Do you find yourself constantly picking fault with yourself, from your appearance to your parenting skills If you’ve ever tried to ‘be more positive’, you’ll know that trying to silence your inner critic is hard, I know it was for me. So how do we actually do it? Today’s post will highlight why self-compassion might be the key to taking back the power from your inner critic and show you how to get started.
What is Self-Compassion?
I’m sure you’ve heard the term “self-compassion” a million times, but with the word being thrown around so much these days, do you really know what it means?
When you’re self-compassionate it means that when you fail, make a mistakes or feel inadequate that you aren’t mean and critical of yourself. Instead you show yourself kindness, patience and understanding.
Being self-compassionate is an attitude toward your thoughts, feelings and behaviours. It doesn’t mean that you don’t feel the pain and suffering. But you don’t tear yourself down, judge yourself harshly or point out all your flaws.
Sounds good right?
Why is Self-Compassion important?
I’m sure from just getting clear on what self-compassion actually is, that you can see that it’s important. Without self-compassion your inner critic has all the power and makes all of your decisions, on a daily basis.

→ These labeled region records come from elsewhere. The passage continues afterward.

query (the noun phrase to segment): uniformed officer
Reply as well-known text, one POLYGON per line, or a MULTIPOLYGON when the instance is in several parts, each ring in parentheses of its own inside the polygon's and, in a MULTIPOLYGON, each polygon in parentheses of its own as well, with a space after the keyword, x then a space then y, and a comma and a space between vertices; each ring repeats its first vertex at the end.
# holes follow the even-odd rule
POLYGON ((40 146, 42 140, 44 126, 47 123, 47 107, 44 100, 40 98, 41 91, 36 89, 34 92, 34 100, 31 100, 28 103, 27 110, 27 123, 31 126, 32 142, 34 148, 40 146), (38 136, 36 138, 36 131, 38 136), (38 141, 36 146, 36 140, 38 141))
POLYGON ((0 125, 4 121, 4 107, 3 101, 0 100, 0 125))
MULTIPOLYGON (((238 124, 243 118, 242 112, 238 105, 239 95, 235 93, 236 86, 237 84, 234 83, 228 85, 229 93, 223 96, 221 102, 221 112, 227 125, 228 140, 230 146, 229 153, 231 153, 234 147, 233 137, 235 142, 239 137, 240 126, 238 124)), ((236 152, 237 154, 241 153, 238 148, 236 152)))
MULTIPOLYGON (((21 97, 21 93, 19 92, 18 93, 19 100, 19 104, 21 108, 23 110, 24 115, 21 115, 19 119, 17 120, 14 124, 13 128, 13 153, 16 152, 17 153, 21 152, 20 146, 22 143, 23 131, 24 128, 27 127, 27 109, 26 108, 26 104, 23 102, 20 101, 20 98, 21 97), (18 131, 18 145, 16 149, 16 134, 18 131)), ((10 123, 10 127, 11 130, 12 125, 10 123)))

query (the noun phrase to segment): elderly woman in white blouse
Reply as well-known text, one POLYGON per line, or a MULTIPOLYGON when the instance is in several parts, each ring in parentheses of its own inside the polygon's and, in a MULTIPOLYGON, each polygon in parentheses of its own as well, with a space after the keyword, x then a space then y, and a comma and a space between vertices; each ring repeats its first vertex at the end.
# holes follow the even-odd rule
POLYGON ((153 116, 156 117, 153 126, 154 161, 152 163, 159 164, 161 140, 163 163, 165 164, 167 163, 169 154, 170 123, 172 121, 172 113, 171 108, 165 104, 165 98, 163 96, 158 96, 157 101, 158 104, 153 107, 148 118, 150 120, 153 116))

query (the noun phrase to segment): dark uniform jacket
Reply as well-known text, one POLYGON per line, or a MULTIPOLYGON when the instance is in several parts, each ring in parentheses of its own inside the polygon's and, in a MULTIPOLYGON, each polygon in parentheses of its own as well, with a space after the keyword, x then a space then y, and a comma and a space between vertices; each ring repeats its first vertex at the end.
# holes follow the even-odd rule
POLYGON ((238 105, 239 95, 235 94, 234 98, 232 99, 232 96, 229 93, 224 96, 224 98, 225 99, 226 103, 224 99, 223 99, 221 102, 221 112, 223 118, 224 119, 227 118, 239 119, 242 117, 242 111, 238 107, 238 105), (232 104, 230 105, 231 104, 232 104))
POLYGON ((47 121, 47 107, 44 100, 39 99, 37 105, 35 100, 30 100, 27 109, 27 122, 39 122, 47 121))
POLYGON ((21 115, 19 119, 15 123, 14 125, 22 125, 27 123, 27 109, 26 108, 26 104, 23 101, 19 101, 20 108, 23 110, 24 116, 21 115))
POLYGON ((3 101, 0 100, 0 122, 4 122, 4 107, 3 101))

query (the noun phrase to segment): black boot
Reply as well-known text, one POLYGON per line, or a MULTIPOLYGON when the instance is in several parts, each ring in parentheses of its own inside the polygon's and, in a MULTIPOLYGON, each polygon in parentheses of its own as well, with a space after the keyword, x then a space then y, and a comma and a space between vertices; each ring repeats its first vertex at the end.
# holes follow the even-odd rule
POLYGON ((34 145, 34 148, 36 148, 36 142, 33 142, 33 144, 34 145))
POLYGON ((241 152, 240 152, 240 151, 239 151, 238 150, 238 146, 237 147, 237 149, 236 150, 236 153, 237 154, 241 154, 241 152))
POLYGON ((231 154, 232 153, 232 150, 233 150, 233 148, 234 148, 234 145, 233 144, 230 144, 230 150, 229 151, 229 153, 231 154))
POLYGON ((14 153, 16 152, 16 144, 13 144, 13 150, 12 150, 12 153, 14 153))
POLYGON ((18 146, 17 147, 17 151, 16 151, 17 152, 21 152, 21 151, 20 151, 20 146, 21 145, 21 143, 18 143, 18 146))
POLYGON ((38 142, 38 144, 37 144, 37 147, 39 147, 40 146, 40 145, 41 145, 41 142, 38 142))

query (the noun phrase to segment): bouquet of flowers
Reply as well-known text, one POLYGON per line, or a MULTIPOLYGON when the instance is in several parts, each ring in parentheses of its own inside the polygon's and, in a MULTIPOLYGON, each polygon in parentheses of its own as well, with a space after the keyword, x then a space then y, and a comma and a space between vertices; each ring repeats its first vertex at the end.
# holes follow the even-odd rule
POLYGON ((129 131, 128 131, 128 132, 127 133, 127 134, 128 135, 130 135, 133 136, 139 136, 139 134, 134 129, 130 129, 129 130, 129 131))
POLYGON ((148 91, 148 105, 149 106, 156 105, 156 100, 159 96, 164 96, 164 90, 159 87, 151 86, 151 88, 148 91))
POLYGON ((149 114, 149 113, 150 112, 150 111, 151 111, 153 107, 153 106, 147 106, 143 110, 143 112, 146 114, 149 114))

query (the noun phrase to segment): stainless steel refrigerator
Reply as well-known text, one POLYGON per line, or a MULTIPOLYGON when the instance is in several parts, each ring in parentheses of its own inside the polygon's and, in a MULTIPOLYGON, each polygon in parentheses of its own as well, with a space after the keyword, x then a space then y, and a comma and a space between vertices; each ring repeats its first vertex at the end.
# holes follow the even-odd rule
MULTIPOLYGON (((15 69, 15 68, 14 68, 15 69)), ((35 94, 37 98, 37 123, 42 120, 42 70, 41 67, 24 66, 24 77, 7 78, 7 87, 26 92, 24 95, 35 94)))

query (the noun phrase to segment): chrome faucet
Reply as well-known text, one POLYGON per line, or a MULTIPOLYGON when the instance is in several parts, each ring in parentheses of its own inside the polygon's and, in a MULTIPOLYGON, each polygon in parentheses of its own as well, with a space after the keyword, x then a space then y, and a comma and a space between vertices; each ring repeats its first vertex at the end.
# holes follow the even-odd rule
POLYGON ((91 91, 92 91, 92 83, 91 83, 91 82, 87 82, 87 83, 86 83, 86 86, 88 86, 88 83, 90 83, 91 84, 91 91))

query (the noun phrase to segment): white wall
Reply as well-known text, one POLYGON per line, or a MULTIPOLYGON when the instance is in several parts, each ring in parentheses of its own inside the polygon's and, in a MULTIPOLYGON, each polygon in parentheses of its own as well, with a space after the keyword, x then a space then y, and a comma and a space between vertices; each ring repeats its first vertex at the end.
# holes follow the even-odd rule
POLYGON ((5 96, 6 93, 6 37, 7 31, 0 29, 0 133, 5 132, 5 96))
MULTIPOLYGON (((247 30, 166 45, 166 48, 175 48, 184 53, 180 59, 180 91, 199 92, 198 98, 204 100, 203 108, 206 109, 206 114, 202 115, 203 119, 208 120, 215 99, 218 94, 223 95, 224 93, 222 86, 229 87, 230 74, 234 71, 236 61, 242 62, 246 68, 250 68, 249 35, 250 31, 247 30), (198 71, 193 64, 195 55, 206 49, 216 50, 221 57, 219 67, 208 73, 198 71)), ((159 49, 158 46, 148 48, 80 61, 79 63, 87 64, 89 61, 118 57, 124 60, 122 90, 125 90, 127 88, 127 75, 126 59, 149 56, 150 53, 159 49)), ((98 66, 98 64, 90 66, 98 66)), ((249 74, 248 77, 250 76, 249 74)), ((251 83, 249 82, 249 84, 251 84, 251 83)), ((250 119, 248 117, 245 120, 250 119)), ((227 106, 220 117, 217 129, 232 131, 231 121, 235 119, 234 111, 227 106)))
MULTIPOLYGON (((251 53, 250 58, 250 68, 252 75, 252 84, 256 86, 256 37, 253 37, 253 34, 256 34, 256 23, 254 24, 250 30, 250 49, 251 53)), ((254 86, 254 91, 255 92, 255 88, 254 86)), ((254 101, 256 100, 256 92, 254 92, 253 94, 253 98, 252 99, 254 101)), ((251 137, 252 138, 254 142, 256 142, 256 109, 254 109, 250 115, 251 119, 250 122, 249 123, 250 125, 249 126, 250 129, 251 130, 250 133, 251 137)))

Your inner critic runs wild without the presence of self-compassion, and when your inner critic is running the show you aren’t able to think rationally or calmly. It’s just not possible and I’m going to explain why in a minute. But, your thoughts will go into negative over drive, your feelings run wild and you’ll react, often not in a way that is helpful to you in that moment.
And being self-compassionate means you support and encourage yourself. You can remind yourself that you’re simply human and like the rest of us you’re not ‘perfect’, so you’re able to bounce back quicker and with more motivation when you face setbacks in life.
Why is it so easy to be Self Critical?
So if self-compassion is so great, why is self-criticism so automatic?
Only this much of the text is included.